/binCynth

Synthesizing black boxed library functions via symbolic execution and component based synthesis.

Primary LanguagePython

binCynth

Synthesizing black boxed library functions via symbolic execution and component based synthesis. This has been tested on Ubuntu 20.04 LTS.

What This Tool Provides

In this project we provide a tool which synthesizes functions which can be called from a binary blob.

It takes the following input

  1. A binary
  2. Input examples for a specific library function call
  3. A wrapper to call our library function

And produces the following output

  1. Synthesized C functions in the form of SSA components

An Example

Suppose we wish to synthesize the following C function modify_stuff, it also uses another function modify_stuff2 which the user is unaware of.

int modify_stuff2(int a){
    return a + 1;
}
int modify_stuff(int a, int b){
    a = modify_stuff2(a);
    return 2 * modify_stuff2(a) + b;
}

The user will then generate input output examples by calling modify_stuff on their own. The user is assumed to know the input types and return types of the library function modify_stuff An example text file will look like the following.

int32,52,int32,86,
int32,27,int32,95,
int32,3,int32,21,
...

This is a CSV where all even columns represent the input type, and the odd columns will represent the value.

After that the user will write an additional wrapper function for our synthesis engine to analyze. The input variables to the library call do not need to be initialized our tool will do that for the user during analysis.

#include "modify_stuff.h"
int main(){
  int a;
  int b;
  return modify_stuff(a, b);
}

After compiling this wrapper, run main.py. It will prompt the user for the location of the examples, and the binary to analyze. Synthesized functions will be placed in synth_engine/components.cpp.

int synthed_4(int in_1){
	int out_0 = int_add(1, in_1);
	return out_0;
}
int synthed_5(int in_1,int in_2){
	int out_0 = int_add(4, in_2);
	int out_1 = int_add(in_1, out_0);
	int out_2 = int_add(in_1, out_1);
	return out_2;
}

Dependencies

We use the symbolic engine Triton (https://github.com/JonathanSalwan/Triton). Please follow the install instructions to install it on your system. Additionally, please make sure to install the newest version of Capstone (https://github.com/aquynh/capstone) which Triton depends on. The version found on package managers may be out of date (apt's is outdated Ubuntu 20.04 LTS)

To load binaries into Triton we also use LIEF (https://github.com/lief-project/LIEF).
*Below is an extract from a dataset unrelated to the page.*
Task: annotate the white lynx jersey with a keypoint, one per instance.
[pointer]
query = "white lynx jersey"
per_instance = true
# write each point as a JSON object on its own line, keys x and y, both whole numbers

Please follow the install instructions to install it on your system.

Files and Folders

Root

main.py is the wrapper to all the components of the system.

equivalence

This folder contains files relating to the equivalence checking of 2 binaries.

  1. equivalence/equivalence_test.py

gen_ex

This folder contains files relating to the generation of examples from the binary we wish to synthesize functions from.

  1. gen_ex/execution_info.py: Stores the information of each function during execution
  2. gen_ex/func_extraction.py: Contains the FunctionExtractor class
  3. gen_ex/io_example.py: Contains a class representing an IO example for the binary we wish to synthesize functions from

synth_engine

This folder contains the files for the synth_engine

  1. synth_engine/component_state.cpp/hpp: Contains the ComponentState class which stores the different permuations of a component we wish to test
  2. synth_engine/components.cpp/hpp: Components and constants relating to how we treat components
  3. synth_engine/engine.cpp/hpp: Contains the Engine class which is the synthesis engine and other functions such as example parsing.
  4. synth_engine/main.cpp: The main level call to the Engine
  5. synth_engine/synth_state.cpp/hpp: Contains the SynthState class which represents a choice of components to use. This is then further used to execute the components and determine if they match the input output examples.

tests

This folder contains some tests that were used in development. One can think of them as examples.